Figure 6: AML cells alter their EV cargo upon UPR induction.

(a) Expression analysis of BMP genes in Molm-14-mGFP cells cultured in thapsigargin. Fold change determined by 2^-ΔΔCt against vehicle-treated cells. Error bars are standard error of the mean from (n=4, two separate experiments). Significance was determined using ANOVA and Bonferroni correction. *P<0.05, **P<0.01. (b) Timecourse of BMP gene expression in explanted Molm-14-mGFP. Molm-14-mGFP cells were sorted out of xenograft bone marrow based on human CD45 expression and cultured ex vivo. RNA was extracted from cells directly from the sort (0hr) or 48 and 72hrs in normal culture media in vitro. Fold change determined by 2^-ΔΔCt against in vitro cultured Molm-14-mGFP cells. Error bars are standard error of the mean from (n=7, two separate experiments). (c) Expression analysis of BMP genes from AML patient samples. Fold change determined by 2^-ΔΔCt in pairwise analysis against control samples.
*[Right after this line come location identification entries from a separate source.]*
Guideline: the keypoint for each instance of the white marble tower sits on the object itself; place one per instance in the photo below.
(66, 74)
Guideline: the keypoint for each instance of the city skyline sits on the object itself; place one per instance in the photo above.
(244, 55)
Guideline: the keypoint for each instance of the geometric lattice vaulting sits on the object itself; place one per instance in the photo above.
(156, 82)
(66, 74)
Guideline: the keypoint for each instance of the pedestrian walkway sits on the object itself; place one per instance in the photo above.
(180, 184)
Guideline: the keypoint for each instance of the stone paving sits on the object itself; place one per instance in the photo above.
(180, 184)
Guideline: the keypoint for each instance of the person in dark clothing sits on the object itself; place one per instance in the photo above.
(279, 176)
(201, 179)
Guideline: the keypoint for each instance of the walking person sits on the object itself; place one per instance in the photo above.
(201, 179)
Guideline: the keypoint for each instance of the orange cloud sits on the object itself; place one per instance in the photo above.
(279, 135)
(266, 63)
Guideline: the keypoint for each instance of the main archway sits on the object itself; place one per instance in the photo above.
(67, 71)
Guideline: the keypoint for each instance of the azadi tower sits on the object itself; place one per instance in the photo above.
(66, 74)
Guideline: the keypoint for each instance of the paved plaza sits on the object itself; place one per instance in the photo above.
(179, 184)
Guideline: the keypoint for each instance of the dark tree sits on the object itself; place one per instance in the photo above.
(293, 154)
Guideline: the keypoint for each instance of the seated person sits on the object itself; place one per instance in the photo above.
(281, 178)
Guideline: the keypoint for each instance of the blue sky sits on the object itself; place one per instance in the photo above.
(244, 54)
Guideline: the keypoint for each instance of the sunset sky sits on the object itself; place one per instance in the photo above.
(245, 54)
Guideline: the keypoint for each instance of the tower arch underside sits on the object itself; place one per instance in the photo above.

Error bars are standard error of the mean. (d) Concentration of BMP2 protein in the supernatant (SN) and pellet (EV) from EV harvest of Molm-14-mGFP cells cultured in thapsigargin. ELISA was used to determine protein concentration. Error bars are standard error of the mean from three separate experiments. Significance was determined by ANOVA and Student’s t-test. *P<0.05, **P<0.01. (e) Model for AML-mediated remodeling of the endosteal niche. Niche homeostasis is maintained by reciprocal crosstalk between stromal and hematopoietic components (left). AML proliferation results in an intrinsic UPR that is transferred to stromal cells in part by increased EV output and BMP2 incorporation into EVs. This signaling axis promotes ER stress in recipient stroma and contribute to the differential fates of MSCs and OPCs (right).